Estado do Rio apresenta bandeira vermelha no Mapa de Risco da Covid-19

Metropolitana I é a única das nove regiões do estado classificada com bandeira roxa
sábado, 17 de abril de 2021
por Jornal A Voz da Serra
Estado do Rio apresenta bandeira vermelha no Mapa de Risco da Covid-19

A 26ª edição do Mapa de Risco da Covid-19, divulgada na última sexta-feira, 16, pela Secretaria de Estado de Saúde, mostra que a situação da pandemia no Estado do Rio de Janeiro deixa a bandeira roxa (risco muito alto) e entra na bandeira vermelha (risco alto), o que aponta para uma melhora nos parâmetros epidemiológicos. Esse movimento se repete na Região Serrana, na qual Nova Friburgo está inserido. 

De acordo com o novo mapa, as regiões Médio Paraíba, Centro-Sul, Baixada Litorânea, Noroeste, Norte, Baía de Ilha Grande e Metropolitana II permanecem com bandeira vermelha (risco alto).  A Região Metropolitana I é a única do estado que continua com bandeira roxa, que indica risco muito alto de contrair a doença. A análise compara a semana epidemiológica 13 (28 de março - 04 de abril) com a 11 (14 de março - 21 de março) de 2021.

Na comparação entre as semanas epidemiológicas analisadas, o Estado do Rio apresentou um aumento de 38% no número de óbitos e uma redução de 13% nos casos de internações por  síndrome respiratória aguda grave (SRAG) . As taxas de ocupação de leitos no estado, nesta sexta-feira (16), estavam em 69,6% para leitos de enfermaria e 88% para UTI. 

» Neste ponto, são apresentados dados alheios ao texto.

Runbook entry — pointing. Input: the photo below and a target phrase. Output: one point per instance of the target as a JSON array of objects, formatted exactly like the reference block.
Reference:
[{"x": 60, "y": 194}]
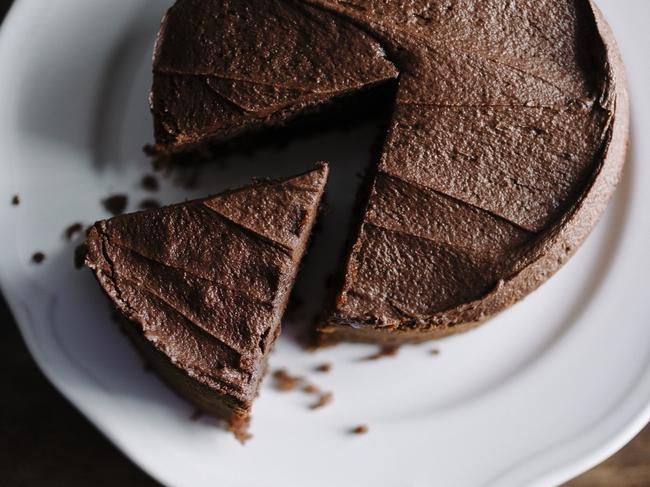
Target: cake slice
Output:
[{"x": 201, "y": 286}]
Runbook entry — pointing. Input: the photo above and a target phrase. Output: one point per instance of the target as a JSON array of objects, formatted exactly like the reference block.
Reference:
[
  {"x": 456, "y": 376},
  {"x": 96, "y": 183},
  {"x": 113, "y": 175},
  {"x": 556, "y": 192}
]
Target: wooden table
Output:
[{"x": 44, "y": 441}]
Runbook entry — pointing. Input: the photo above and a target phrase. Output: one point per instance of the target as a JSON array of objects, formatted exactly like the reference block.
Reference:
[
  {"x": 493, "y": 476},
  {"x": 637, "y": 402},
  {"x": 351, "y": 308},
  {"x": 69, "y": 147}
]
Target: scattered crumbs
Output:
[
  {"x": 115, "y": 204},
  {"x": 384, "y": 351},
  {"x": 149, "y": 204},
  {"x": 285, "y": 382},
  {"x": 310, "y": 389},
  {"x": 80, "y": 252},
  {"x": 149, "y": 182},
  {"x": 323, "y": 400},
  {"x": 361, "y": 429},
  {"x": 73, "y": 230},
  {"x": 326, "y": 367}
]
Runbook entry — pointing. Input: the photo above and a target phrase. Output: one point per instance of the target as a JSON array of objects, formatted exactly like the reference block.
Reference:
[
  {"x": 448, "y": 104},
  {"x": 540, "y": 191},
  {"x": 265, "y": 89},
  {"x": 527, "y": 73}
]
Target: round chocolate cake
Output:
[{"x": 507, "y": 135}]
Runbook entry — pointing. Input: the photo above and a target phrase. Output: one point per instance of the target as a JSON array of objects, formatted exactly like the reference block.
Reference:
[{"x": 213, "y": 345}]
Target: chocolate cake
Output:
[
  {"x": 201, "y": 286},
  {"x": 507, "y": 136}
]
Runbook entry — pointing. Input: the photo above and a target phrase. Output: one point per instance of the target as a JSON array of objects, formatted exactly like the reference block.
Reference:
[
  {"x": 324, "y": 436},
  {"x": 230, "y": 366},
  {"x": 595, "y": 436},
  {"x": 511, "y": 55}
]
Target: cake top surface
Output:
[
  {"x": 502, "y": 119},
  {"x": 206, "y": 281}
]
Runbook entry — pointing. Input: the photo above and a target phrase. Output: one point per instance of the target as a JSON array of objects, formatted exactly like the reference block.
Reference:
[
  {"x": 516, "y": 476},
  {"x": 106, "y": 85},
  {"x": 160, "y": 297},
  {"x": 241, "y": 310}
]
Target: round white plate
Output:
[{"x": 541, "y": 393}]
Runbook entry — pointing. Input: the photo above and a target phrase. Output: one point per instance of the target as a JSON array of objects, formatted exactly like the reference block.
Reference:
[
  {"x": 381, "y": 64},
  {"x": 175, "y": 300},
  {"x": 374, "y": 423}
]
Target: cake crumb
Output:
[
  {"x": 310, "y": 389},
  {"x": 384, "y": 351},
  {"x": 284, "y": 381},
  {"x": 149, "y": 204},
  {"x": 323, "y": 400},
  {"x": 80, "y": 252},
  {"x": 361, "y": 429},
  {"x": 115, "y": 204},
  {"x": 325, "y": 367},
  {"x": 149, "y": 182},
  {"x": 73, "y": 230}
]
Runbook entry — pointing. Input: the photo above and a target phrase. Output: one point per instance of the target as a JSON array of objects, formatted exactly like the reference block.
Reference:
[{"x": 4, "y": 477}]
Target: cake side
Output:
[{"x": 525, "y": 267}]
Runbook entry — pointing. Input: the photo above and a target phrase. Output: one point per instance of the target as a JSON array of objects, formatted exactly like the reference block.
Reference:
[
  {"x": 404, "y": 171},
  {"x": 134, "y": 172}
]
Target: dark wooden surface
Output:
[{"x": 44, "y": 441}]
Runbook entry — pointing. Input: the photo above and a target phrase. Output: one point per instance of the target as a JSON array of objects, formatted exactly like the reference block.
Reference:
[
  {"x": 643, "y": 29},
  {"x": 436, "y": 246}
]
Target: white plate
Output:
[{"x": 541, "y": 393}]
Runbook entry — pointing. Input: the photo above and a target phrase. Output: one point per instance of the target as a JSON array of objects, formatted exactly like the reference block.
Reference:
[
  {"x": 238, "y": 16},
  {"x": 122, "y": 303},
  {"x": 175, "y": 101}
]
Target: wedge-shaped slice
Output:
[{"x": 202, "y": 286}]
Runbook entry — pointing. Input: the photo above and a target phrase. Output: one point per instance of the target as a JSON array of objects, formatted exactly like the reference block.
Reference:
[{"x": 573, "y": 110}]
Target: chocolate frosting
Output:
[
  {"x": 506, "y": 139},
  {"x": 205, "y": 282}
]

Os resultados apurados para os indicadores apresentados devem auxiliar a tomada de decisão, além de informar a necessidade de adoção de medidas restritivas, conforme o nível de risco de cada região. Vale lembrar que cada bandeira no Mapa de Risco da Covid-19 no estado representa um nível de risco e um conjunto de recomendações de isolamento social, que variam entre as cores roxa (risco muito alto), vermelha (risco alto), laranja (risco moderado), amarela (risco baixo) e verde (risco muito baixo).  

Internações e óbitos 

Segundo o levantamento da Subsecretaria de Vigilância em Saúde (SVS), as internações e os óbitos de idosos acima de 80 anos no período diminuíram. As reduções relativas ao período chegam a 49% nas internações e a 44% nos óbitos decorrentes de síndrome respiratória aguda grave (SRAG) de pacientes acima de 90 anos. Já em relação a idosos com mais de 80 anos, as quedas são de 22% para mortes e 33% para hospitalização. A comparação foi feita entre os meses de janeiro e março, considerando as semanas epidemiológicas 01 a 04 (03 a 30/01), e 09 a 12 (28/02 a 27/03). A principal hipótese é que o início da vacinação para essa faixa etária tenha causado a redução.